Discover the different parts of mammals such as backbones, fur, hair, claws, teeth, and horns, and see how these special body parts help them survive in their habitats.

  1. Students will realize that there are many kinds of mammals; humans, dogs, cats, dolphins, and even whales are mammals.
  2. Students will know that mammals are fairly intelligent. The primate family, which includes human beings, is an excellent example of smart mammals.
  3. Students will notice that mammals eat a wide range of foods; they can either be carnivores, herbivores, omnivores, or even insectivores.
  4. Students will understand that mammals are warm-blooded, with a normal body temperature between 98.6 and 106 degrees. Mammals must regulate the temperature of their bodies in order to survive. For example, dogs pant and people sweat to cool off when they are hot.
  5. Students will know that all mammals have hair or fur, which helps insulate the body. Many mammals have colorful patterns on their coats that serve as a camouflage. Some mammals have hairs called whiskers, which help them sense what is around them.
  6. Students will understand that all mammals have backbones that protect their delicate spinal cords. Mammals also have a very resistant cranium that protects their brains.
  7. Students will realize that all female mammals birth live young, except for monotremes (platypus), which lay eggs. Female mammals have a womb where the baby develops; inside the womb a placenta supplies food and oxygen for the growing mammal. After a period of time, called a gestation period, the baby is born.
  8. Students will know that all female mammals have mammary glands that produce milk, which is a nutritious liquid that contains water, fats, proteins, calcium, lactose, salts, minerals, vitamins, and hormones. Milk must be nutritious because it is the only food newborn mammals ingest.
  9. Students will understand that mammals use diaphragm muscles to breathe with large lungs.
  10. Students will observe that mammals have many different types of teeth: incisors are used for piercing food; canines are used for tearing food; molars are used for grinding food. Some mammals do not have teeth; a blue whale, for example, has a baleen, which it uses to strain the ocean waters for plankton.
  11. Students will realize that different mammals have methods of locomotion; for example, bats fly, whales swim, humans walk, and kangaroos jump.

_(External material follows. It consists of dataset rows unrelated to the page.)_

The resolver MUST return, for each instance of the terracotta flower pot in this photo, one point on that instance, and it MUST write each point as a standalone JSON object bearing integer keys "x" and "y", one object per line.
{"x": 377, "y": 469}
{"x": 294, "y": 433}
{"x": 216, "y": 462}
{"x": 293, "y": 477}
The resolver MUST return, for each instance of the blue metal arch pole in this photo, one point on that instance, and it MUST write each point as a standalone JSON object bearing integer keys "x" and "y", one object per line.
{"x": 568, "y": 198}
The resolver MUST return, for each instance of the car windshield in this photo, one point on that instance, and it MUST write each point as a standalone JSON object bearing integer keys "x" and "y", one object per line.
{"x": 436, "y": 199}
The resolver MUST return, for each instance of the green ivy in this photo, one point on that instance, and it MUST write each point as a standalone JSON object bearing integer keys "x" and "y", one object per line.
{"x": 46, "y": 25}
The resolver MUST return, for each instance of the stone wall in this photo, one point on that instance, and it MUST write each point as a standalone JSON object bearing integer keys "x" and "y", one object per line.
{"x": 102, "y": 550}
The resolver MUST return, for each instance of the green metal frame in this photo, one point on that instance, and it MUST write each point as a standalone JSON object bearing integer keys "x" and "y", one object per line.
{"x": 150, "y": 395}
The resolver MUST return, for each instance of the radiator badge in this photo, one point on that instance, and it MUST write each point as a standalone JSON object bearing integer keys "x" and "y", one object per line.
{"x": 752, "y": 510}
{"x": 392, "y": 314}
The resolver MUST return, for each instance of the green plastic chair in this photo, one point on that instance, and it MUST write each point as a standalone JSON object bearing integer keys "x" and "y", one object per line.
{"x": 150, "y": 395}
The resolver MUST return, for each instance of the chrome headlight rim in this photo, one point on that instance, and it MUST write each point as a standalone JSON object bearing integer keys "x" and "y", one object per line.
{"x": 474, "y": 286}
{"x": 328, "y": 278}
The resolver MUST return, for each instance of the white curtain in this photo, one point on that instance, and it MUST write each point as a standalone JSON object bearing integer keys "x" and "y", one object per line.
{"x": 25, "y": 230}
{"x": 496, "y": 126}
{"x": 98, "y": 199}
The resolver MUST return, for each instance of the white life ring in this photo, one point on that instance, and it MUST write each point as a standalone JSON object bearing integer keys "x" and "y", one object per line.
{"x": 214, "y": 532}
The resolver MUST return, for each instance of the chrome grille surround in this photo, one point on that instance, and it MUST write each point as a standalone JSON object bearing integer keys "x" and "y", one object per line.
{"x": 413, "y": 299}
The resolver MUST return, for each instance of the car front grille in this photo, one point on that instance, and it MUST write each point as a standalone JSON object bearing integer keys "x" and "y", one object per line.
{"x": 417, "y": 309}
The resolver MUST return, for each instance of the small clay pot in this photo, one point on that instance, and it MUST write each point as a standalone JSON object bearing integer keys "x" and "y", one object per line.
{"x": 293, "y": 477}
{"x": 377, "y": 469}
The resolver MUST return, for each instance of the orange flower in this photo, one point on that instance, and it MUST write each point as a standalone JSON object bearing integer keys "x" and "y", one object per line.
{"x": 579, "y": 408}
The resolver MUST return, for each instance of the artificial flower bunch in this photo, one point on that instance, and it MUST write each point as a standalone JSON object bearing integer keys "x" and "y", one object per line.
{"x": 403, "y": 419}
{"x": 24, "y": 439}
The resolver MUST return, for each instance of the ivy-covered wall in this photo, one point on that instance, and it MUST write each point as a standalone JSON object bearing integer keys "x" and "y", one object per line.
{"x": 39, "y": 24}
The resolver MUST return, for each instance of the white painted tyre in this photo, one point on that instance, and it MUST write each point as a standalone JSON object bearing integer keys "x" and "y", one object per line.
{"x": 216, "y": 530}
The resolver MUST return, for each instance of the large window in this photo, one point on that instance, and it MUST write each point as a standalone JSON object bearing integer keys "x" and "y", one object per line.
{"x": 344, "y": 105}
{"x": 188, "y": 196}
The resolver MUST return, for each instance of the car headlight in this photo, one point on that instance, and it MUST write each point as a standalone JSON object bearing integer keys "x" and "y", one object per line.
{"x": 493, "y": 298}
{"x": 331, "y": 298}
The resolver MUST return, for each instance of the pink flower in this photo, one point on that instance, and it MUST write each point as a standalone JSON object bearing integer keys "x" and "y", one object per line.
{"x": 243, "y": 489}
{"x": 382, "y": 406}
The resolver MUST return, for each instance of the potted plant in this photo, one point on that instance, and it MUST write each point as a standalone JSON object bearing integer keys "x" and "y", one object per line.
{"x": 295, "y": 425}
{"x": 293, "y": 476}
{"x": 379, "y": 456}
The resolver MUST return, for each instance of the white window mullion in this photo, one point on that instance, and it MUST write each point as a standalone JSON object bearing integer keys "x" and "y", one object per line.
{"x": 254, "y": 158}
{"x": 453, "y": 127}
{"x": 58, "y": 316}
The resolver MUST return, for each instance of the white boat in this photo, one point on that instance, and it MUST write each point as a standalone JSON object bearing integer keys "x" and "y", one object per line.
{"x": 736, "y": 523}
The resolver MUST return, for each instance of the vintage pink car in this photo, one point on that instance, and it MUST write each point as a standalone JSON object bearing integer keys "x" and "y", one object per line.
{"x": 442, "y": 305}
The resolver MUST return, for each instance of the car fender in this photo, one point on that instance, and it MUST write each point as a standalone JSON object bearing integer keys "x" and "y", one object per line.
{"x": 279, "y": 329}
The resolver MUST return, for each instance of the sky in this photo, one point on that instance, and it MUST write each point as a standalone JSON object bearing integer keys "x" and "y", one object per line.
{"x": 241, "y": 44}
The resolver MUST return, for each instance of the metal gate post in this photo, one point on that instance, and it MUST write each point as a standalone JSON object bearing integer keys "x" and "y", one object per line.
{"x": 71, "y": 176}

  1. Before viewing the video

    1. With younger students: Ask the class if they can name some mammals. List them on the board. After several mammals (dogs, cats, pigs, cows, etc.) have been named correctly, see what they all have in common. They have hair or fur, they feed their babies milk from their bodies, they are warm- blooded, and have live young.
    2. With older students: See how long of a list of mammals the class can make. List alphabetically (have the students alphabetize the list) and make a copy for each student. Discuss what all mammals have in common.
  2. After viewing the video

    1. With younger students: Have students bring to class pictures of mammals from magazines (cut with the parents' permission). Paste these on large cards and print the names of the mammals on the back. Flash the pictures in front of the class and have the students name the mammals. Put the pictures with the names in front along the chalkboard. Select students to see if they can identify the names by noting the beginning sound and recalling the mammals in the pictures. A student tries to read the name and turns the card over to reveal the picture and to determine if he/she is correct. If incorrect, turn the card back over.
    2. With older students: Review the video and have students list at their seats as many things shown about mammals as possible; for example, ways of cooling off, camouflage, whiskers, sense of smell, size, type of food they eat, horns, antlers, claws, hooves. Have each student select the names of three mammals listed by the class earlier. Let the students do the following from their own knowledge: for each of the three animals, students will write the above specific facts and draw the animal. Make a bulletin board.